Predicate to get only keys

522 views
Skip to first unread message

Joan Balagueró

unread,
Jul 12, 2021, 10:32:05 AM7/12/21
to Hazelcast
Hello,

I have the following Predicate:

Predicates.sql("attribute[client_code] = 'CL99' AND attribute[check_in] >= '20210930' AND attribute[hotels] IN ('h5','h1')")

But I'm only interested in getting the keys. But Predicate also deserializes values on each node.

"The requested predicate is sent to each member in the cluster. Each member looks at its own local entries and filters them according to the predicate. At this stage, key/value pairs of the entries are deserialized and then passed to the predicate."

My values are big, and I don't need them. Is there any way to get only the keys when using 'Predicates.sql()?

Thanks,

Joan.

Tom OConnell

unread,
Jul 13, 2021, 11:28:01 AM7/13/21
to Hazelcast
Hi -

To get only keys, there's the 'keySet(Predicate)' method. The only values returned over the network will be the keys that match.
However, your predicate from above will cause de-serialization of the objects unless you have indexes that remove that need. For large or complex objects, this may have a significant cost. To create those indexes, it may be best to use 'custom attributes' and extractors. Take a look at https://docs.hazelcast.com/imdg/4.2/query/custom-attributes.html - it's pretty straightforward. You can reference your custom attributes in indexes.
If creating indexes that completely cover the query is not practical (for either speed or space considerations), then you should be very aware of your serialization - because you may be doing many de-serialization operations, either for large maps or frequent queries. In this case, consider Portable (https://docs.hazelcast.com/imdg/4.2/serialization/implementing-portable-serialization.html) serialization - this is optimized for indexing and query operations.

Cheers

Tom

Joan Balagueró

unread,
Jul 13, 2021, 4:37:47 PM7/13/21
to Hazelcast
Hi Tom,

Thanks for your response.

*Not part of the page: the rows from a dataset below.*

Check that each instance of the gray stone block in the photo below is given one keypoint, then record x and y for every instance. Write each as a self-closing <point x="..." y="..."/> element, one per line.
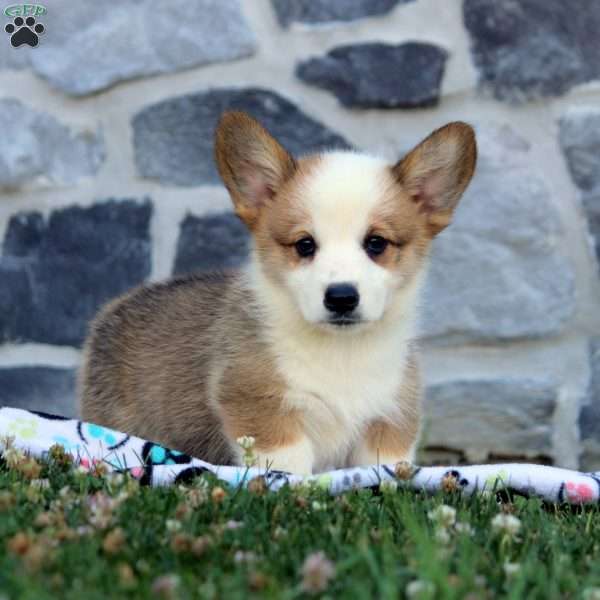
<point x="213" y="242"/>
<point x="55" y="275"/>
<point x="90" y="45"/>
<point x="589" y="416"/>
<point x="313" y="12"/>
<point x="501" y="417"/>
<point x="173" y="139"/>
<point x="499" y="271"/>
<point x="527" y="49"/>
<point x="376" y="75"/>
<point x="580" y="142"/>
<point x="35" y="149"/>
<point x="47" y="389"/>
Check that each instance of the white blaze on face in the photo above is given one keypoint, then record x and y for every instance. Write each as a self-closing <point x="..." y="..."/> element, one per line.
<point x="340" y="196"/>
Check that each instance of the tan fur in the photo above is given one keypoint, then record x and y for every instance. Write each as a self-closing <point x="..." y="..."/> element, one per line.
<point x="198" y="361"/>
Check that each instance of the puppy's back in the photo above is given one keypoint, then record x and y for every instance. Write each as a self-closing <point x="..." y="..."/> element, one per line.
<point x="147" y="360"/>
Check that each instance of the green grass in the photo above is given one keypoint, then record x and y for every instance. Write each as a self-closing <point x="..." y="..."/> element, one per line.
<point x="255" y="545"/>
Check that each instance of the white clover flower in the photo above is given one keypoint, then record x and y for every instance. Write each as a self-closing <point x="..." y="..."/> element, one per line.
<point x="443" y="515"/>
<point x="388" y="485"/>
<point x="317" y="570"/>
<point x="463" y="527"/>
<point x="13" y="456"/>
<point x="246" y="442"/>
<point x="442" y="536"/>
<point x="507" y="524"/>
<point x="6" y="442"/>
<point x="418" y="587"/>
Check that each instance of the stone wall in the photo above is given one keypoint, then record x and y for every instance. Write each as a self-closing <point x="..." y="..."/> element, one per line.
<point x="107" y="180"/>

Then I understand that using keySet the Predicate executed on each node will only return (deserialize) the keys, but not the values associated to these keys? I though that keys and values were returned to the calling node, and then the keySet method collected and returned only the keys. That's why I was using this projection: Projection<Map.Entry<CacheKey, CacheValue>, CacheKey> projectionByKey = Projections.singleAttribute("__key");
But this is no longer necessary if I use 'keySet', isn't it?

I'm already using custom attributes and indexing them (in fact "attribute[client_code]" is already a custom attribute).

I will take a look at Portable. Currently the imap value (CacheValue) is already implementing IdentifiedDataSerializable. So are you saying I shoud replace IdentifiedDataSerializable by Portable to make queries more efficient? But will this affect the performance in put/get?

Thanks,

Joan.

Tom OConnell

unread,
Jul 14, 2021, 12:20:41 PM7/14/21
to Hazelcast
Hi -

With an IMap, you can use "keySet()", "entries()" or "entrySet()" to get only keys, only values or a collection of Map.Entry objects. I think your approach is not needed, given the keySet, but I really can't say, without looking at it.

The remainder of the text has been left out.